A novel identification method of Volterra series in rotor-bearing system for fault diagnosis

Abstract Volterra series is widely employed in the fault diagnosis of rotor-bearing system to prevent dangerous accidents and improve economic efficiency. The identification of the Volterra series involves the infinite-solution problems which is caused by the periodic characteristic of the excitation signal of rotor-bearing system. But this problem has not been considered in the current identification methods of the Volterra series.

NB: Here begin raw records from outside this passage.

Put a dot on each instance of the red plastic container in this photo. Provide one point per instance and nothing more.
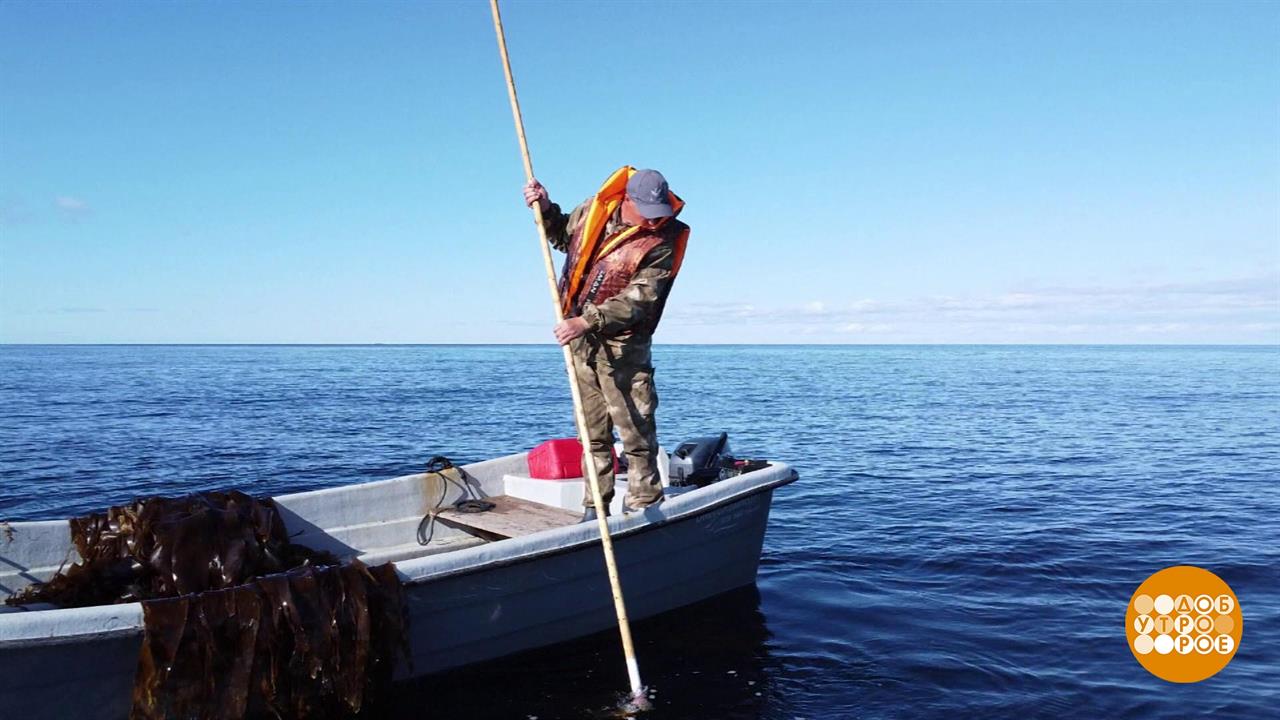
(560, 460)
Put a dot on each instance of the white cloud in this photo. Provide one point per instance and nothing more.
(1221, 310)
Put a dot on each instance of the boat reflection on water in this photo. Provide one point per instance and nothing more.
(702, 661)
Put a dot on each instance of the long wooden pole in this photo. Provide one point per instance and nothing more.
(579, 415)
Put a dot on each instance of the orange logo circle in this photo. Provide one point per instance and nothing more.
(1184, 624)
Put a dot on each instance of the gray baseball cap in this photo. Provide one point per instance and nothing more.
(649, 192)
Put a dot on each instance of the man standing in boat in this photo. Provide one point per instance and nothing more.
(624, 249)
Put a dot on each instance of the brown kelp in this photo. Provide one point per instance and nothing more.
(238, 621)
(315, 642)
(170, 546)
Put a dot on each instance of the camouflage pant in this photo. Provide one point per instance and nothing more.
(618, 393)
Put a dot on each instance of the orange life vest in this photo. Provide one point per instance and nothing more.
(598, 267)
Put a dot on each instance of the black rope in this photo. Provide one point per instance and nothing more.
(437, 465)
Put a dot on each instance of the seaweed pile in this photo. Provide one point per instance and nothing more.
(307, 643)
(170, 546)
(238, 621)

In this paper, a key kernels-PSO (KK-PSO) method is proposed for Volterra series identification. Instead of identifying the Volterra series directly, the key kernels of Volterra are found out to simply the Volterra model firstly. Then, the Volterra series with the simplest formation is identified by the PSO method. Next, simulation verification is utilized to verify the feasibility and effectiveness of the KK-PSO method by comparison to the least square (LS) method and traditional PSO method. Finally, experimental tests have been done to get the Volterra series of a rotor-bearing test rig in different states, and a fault diagnosis system is built with a neural network to classify different fault conditions by the kernels of the Volterra series. The analysis results indicate that the KK-PSO method performs good capability on the identification of Volterra series of rotor-bearing system, and the proposed method can further improve the accuracy of fault diagnosis.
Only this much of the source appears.